The task of evaluating deep learning algorithms in the context of Structural Health Monitoring (SHM) for damage detection is made particularly challenging by the limited availability of empirical data from damaged structures. Making it impossible to assert whether the trained algorithm would be able to pick up changes due to (unseen) damage. This study puts forth a methodology that employs synthesized anomalies to advance our understanding of the specific conditions under which deep learning algorithms for anomaly detection are succesfull and when they prove to be insensitive to damage. This research aims to develop a comprehensive deep learning model that utilizes raw data as its input, negating the need for specialized preprocessing or the development of anomaly indices that are constrained to specific types of anomalies. Central to our methodology is the introduction of simulated damage into the data set through various manipulations. This evaluation method could be generalized across diverse sensor types, such as accelerometer data (ACCs) and Fiber Bragg Sensors (FBGs). As a case study, we focus on accelerometer data, utilizing Power Spectral Density (PSD) as the input for a deep learning-based anomaly detection algorithm. The study employs both attenuation and the addition of harmonics at varying levels and frequencies to mimic anomalies, thereby investigation the model's areas of sensitivity. To empirically validate the approach, an 8-degree-of-freedom simulated system is used, and environmental effect is modelled by a linear stiffness reduction across all degrees of freedom (DOFs).
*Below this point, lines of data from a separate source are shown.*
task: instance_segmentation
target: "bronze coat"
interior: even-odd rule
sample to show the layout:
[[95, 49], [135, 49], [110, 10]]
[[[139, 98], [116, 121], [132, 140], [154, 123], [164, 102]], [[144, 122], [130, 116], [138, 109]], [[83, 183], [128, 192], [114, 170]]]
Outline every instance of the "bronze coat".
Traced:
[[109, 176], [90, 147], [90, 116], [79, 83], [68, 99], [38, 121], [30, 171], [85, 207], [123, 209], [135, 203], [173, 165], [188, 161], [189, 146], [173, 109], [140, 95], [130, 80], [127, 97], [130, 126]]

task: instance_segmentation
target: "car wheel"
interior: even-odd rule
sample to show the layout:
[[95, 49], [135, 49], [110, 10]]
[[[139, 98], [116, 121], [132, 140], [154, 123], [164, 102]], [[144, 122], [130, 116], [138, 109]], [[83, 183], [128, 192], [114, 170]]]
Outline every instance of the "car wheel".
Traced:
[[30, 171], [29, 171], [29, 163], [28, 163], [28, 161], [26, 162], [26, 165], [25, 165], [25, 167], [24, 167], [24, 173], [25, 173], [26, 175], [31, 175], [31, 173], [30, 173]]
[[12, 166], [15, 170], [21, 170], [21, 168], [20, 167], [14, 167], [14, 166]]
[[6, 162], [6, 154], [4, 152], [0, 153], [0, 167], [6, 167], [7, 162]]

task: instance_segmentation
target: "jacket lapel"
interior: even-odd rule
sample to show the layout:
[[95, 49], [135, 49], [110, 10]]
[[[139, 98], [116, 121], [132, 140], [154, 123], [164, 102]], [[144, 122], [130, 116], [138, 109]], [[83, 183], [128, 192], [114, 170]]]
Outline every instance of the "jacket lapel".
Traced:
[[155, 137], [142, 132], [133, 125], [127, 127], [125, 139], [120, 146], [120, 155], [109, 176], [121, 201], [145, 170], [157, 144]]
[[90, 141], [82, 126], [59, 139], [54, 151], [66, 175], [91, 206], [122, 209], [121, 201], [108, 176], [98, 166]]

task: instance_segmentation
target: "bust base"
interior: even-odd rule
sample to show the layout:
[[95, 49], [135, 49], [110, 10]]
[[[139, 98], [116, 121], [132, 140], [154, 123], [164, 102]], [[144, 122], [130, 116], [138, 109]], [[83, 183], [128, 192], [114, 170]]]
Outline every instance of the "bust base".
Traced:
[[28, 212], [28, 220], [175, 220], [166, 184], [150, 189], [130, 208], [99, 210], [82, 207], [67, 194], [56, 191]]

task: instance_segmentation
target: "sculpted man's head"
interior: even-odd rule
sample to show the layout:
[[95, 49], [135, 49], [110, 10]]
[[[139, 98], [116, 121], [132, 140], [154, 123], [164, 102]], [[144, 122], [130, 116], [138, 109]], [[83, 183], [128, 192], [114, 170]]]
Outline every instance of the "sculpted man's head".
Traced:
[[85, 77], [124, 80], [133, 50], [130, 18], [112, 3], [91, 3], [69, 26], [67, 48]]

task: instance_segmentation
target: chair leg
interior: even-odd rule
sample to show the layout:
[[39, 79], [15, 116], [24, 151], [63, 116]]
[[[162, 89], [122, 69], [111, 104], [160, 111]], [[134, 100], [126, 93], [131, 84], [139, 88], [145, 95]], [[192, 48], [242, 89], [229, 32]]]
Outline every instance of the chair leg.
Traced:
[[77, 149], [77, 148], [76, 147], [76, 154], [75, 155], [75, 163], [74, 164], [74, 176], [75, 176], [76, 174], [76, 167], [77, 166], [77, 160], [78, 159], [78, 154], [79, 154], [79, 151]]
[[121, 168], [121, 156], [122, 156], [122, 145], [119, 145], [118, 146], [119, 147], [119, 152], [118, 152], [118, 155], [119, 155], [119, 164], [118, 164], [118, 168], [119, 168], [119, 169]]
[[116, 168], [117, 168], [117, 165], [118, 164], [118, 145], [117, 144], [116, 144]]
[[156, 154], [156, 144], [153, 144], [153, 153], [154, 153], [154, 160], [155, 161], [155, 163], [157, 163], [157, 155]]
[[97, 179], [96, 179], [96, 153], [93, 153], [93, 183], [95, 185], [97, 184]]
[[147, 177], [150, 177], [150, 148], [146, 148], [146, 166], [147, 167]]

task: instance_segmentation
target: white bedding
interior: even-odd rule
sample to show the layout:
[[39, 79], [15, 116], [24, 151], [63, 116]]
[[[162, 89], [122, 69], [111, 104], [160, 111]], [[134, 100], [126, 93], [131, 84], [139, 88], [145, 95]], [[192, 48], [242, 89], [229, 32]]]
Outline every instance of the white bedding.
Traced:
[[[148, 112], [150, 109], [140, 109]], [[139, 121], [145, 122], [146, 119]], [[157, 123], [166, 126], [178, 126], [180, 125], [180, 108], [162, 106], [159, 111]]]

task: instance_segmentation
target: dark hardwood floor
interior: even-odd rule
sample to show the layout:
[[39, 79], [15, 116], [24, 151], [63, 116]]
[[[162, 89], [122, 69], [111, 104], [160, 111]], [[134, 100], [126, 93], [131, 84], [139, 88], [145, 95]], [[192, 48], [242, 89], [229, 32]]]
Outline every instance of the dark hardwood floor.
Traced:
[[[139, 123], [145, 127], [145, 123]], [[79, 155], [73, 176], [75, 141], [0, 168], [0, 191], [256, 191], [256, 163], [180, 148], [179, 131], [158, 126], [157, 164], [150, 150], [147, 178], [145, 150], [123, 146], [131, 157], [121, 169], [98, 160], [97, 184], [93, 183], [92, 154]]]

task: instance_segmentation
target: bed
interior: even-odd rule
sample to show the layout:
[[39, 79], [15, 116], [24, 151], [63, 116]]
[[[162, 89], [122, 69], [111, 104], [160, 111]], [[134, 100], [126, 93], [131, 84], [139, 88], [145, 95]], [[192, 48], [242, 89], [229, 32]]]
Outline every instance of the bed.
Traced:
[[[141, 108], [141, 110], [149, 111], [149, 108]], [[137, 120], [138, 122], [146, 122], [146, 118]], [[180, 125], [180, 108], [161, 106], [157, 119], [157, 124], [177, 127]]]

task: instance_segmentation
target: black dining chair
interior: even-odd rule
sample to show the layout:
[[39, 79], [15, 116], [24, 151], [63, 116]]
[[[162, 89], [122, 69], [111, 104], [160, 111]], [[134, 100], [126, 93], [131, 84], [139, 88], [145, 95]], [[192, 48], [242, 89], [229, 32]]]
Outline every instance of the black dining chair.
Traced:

Structural damage is then simulated by altering the stiffness of a specific DOF. Our results demonstrate a robust correlation between the model’s success in identifying these synthesized anomalies and its capability to detect actual structural damage. This correlation serves as a valuable guide for hyperparameter optimization.
基于深度学习的结构健康监测异常检测评估框架。
在结构健康监测(SHM)中评估深度学习算法以进行损伤检测的任务,由于从受损结构中获得的经验数据有限而变得尤其具有挑战性。因此,无法断言训练有素的算法是否能够捕捉到(看不见的)损坏所导致的变化。本研究提出了一种采用合成异常的方法,以推进我们对异常检测深度学习算法在哪些特定条件下能够成功以及何时被证明对损坏不敏感的理解。这项研究旨在开发一种全面的深度学习模型,利用原始数据作为输入,无需进行专门的预处理,也无需开发受限于特定异常类型的异常指数。我们方法的核心是通过各种操作将模拟损害引入数据集。这种评估方法可以推广到各种类型的传感器,如加速度计数据(ACC)和光纤布拉格传感器(FBG)。作为案例研究,我们将重点放在加速度计数据上,利用功率谱密度(PSD)作为基于深度学习的异常检测算法的输入。研究采用了衰减和添加不同级别和频率的谐波来模拟异常,从而调查模型的敏感区域。为了对该方法进行经验验证,使用了一个 8 自由度模拟系统,并通过降低所有自由度 (DOF) 的线性刚度来模拟环境影响。然后通过改变特定 DOF 的刚度来模拟结构损伤。我们的研究结果表明,该模型在成功识别这些合成异常与检测实际结构损坏的能力之间存在很强的相关性。这种相关性为超参数优化提供了宝贵的指导。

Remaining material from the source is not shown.